Father and son developers Brad and Harold Thurman are facing a $6 million lawsuit from the Tribeca Mews condominium board for allegedly failing to obtain a permanent certificate of occupancy at the project because of a slew of construction defects.
Tribeca Space Managers, the board at the 87-unit building at 25 Murray Street, claims that the condos are riddled with problems, from leaks in the roof and electrical room to the lack of a fire alarm system that complies with building codes, according to the lawsuit filed Sept. 23 in New York State Supreme Court.
Although the first closings took place in 2009, the Thurmans have failed to get the Department of Buildings to sign off on the occupancy certificate, and a temporary certificate was set to expire two years after the first closing, according to the suit.
The board has also accused the developers of inking a sweetheart deal for seven of the final ten units, including three penthouses. The sponsor sold the units to an alleged affiliate, called 25 MyRentCo, in 2011 for zero dollars, according to court and city Department of Finance records.
The three remaining sponsor-owned units were then sold to outside buyers, with at least some of the proceeds distributed to the developers, the suit claims.
The Thurmans were not immediately available for comment.
Tribeca Mews buyers have complained in the past about problems at the development, including to former New York Attorney General Andrew Cuomo, who in 2008 ordered the developers to offer to rescind buyers’ contracts, as The Real Deal previously reported.
A spokesperson for current AG Eric Schneiderman said the office did not immediately have access to records dating back that far.
In a 2008 lawsuit, three buyers — including Lisa Silverstein, a senior vice president at Silverstein Properties and the daughter of World Trade Center developer Larry Silverstein — claimed the Thurmans had purposely delayed closings in order to break contracts and resell the units at higher prices. At the time, lawyers for the developers denied the claims to The Real Deal.

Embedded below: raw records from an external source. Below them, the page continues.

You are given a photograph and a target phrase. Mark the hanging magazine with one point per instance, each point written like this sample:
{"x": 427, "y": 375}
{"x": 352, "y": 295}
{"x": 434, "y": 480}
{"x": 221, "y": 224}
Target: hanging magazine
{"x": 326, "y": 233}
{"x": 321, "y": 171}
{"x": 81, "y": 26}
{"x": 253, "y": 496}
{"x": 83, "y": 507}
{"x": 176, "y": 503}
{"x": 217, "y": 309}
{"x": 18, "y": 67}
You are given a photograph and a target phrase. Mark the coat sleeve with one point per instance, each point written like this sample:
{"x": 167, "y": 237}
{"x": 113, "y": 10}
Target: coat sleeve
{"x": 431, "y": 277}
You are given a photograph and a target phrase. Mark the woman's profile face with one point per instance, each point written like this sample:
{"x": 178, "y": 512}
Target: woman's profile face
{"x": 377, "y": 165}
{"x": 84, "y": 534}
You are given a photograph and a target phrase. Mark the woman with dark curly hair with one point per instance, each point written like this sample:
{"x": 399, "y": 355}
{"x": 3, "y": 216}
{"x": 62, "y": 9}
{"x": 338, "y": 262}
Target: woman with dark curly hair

In the latest suit, the condo board alleged the defendants committed breach of contract and fraudulent conveyance, and accused Brad Thurman of breach of fiduciary duty.

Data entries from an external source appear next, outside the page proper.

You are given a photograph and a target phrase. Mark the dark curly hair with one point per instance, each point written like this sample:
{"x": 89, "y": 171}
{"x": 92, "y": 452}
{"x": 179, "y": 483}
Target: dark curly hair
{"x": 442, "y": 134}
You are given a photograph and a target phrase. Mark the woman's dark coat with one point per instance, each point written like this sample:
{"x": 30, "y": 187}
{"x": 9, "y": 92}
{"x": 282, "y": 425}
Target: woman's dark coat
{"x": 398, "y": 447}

Along with the $6 million in damages, the board is seeking a court order compelling the developers to fix the defects, install the fire alarms, secure a permanent certificate of occupancy and name a receiver for the seven units.
James Schwartz, attorney for the board, said there was no court hearing date set for the injunction request, but otherwise declined to comment. Department of Buildings officials were checking on the status of the certificate of occupancy, and were not immediately available.
The Tribeca Mews litigation echoes an August suit filed by the condo board of 96 Rockwell Place in Fort Greene. The board claimed that developer Joshua Landau completed the 37-unit condo conversion in 2009, but has failed to get a permanent certificate of occupancy. The temporary certificate expired in July.
Landau, in a Sept. 13 sworn affidavit, claimed that the certificates could not be renewed because the board had illegal work done on the building’s plumbing systems. He said that he had since obtained a temporary certificate that is valid through Oct. 6. The parties have agreed to extend the time for Landau to file an answer to the complaint until Oct. 4.